We had a thread just recently (sorry, not going to search for it right now) having to do with the naming of numbers being different in British and American number naming conventions. (It was that thread about why documents have numbers written out in numerals and also in words.) I pointed out that certain numbers-written-in-words could actually refer to different numbers in the two systems. I remarked that I’ve read of court cases over disputes in high-dollar (or was it high-pound?) contracts where the parties had different notions of what numbers they were agreeing on.
Somebody got a big bad surprise in cases like that.
But in a case I remember reading about some years ago, it had an unhappy ending for somebody. The contract did NOT get voided just because there was no “meeting of the minds”.
Instead, the judge ruled that one of the parties was right and the other was wrong, and as a result, somebody owed somebody a massively ruinous amount of money the he hadn’t budgeted for. Oops.
Odds are quoted differently in Aus and in the USA. If Bob thought he was getting 3:1, and Jeff thought he was giving 3:1… well that’s why you have a third person holding the money.
Bets are not legally enforceable. So the question of how a court would rule, or what advice a lawyer would give, does not really arise.
The OP asks about an arbiter. So suppose Bob and Jeff belong to a club which fosters betting among its members, and provides the service of arbitrating betting disputes, and it’s a club rule that if you don’t accept the arbitration you are expelled. Bub and Jeff submit their dispute to the arbiter. What happens?

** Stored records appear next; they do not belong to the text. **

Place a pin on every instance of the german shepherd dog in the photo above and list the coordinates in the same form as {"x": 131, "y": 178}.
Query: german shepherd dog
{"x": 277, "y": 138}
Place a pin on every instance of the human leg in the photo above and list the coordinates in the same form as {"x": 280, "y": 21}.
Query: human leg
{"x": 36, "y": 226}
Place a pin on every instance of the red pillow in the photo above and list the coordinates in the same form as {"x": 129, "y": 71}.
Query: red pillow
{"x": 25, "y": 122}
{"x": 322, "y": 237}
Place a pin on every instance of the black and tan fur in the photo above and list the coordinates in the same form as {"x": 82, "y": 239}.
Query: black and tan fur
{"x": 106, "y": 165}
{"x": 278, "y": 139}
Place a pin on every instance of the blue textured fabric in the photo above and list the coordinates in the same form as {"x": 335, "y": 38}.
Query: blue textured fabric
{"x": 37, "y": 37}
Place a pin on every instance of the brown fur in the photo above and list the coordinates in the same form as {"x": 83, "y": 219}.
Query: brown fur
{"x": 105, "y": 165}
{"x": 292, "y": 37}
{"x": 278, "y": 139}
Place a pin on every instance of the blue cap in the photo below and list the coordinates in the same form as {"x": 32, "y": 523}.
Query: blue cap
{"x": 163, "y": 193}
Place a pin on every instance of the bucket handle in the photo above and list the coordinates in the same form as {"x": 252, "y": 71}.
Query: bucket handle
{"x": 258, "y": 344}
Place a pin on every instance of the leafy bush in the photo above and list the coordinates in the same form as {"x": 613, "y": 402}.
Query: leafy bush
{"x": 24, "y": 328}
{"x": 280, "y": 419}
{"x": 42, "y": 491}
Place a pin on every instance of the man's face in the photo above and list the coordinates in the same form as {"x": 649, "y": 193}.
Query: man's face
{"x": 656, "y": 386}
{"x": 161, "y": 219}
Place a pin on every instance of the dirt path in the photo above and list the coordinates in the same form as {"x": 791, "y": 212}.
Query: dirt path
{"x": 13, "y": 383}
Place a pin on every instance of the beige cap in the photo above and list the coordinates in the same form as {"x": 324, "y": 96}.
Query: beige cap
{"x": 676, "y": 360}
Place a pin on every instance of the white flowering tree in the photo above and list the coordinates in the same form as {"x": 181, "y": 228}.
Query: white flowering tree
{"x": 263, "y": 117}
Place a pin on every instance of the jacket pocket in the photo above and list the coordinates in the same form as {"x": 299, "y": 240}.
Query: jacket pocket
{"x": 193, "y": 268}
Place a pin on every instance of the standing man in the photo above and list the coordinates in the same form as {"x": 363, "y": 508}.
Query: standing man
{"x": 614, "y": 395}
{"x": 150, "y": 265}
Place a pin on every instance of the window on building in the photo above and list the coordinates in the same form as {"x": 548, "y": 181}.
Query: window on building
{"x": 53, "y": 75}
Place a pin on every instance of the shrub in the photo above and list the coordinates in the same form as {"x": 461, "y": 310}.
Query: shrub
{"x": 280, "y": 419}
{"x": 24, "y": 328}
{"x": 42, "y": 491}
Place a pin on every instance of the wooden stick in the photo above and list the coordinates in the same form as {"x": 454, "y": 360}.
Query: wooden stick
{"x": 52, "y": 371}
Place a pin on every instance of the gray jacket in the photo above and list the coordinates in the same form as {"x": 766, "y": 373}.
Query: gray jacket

The obvious answer is that it depends on the rules of the club. The rules may offer principles for the resolution of betting disputes. The principle might be that the arbiter should apply the same rules as a court would apply to a contract dispute. Or they be something quite different. Or they might be silent, leaving it to the arbiter to adopt whatever principles he thought appropriate.
It seems to me that there are two basic approaches to this:
The subjective approach: did Bill and Jeff actually both agree, whether it be on 12 or on 14? If the arbiter isn’t satisfied that they did, he simply directs the stake be returned and the bet regarded as never having been made.
The objective approach: arbiter asks himself “what would a hypothetica neutral third party, observing Bill and Jeff making their bet, probably think that Bill and Jeff had agreed?” If there’s a clear answer to that question, the bet is enforce on those terms. If there is no clear answer, the stake is returned and the bet regarded as never having been made.
I had a massive argument with a friend over when “Next Sunday” is if today was Thursday. Does it mean the Sunday 3 days from now or the Sunday 10 days from now? I assumed it meant 10 days while he assumed 3 days.
Yes the argument was over us agreeing to meet somewhere and him showing up 7 days early.
That one’s easy - if you meant 3 days’ time, you would have said “this Sunday”. But really, you’re both at fault and should buy each other a pornographic calendar for Christmas for the next 20 years.
Do you have a cite for that? While many bets are illegal under gambling laws, if it is legal to make the bet in the first place, then the parties have a contract and can litigate it in court like any other contract.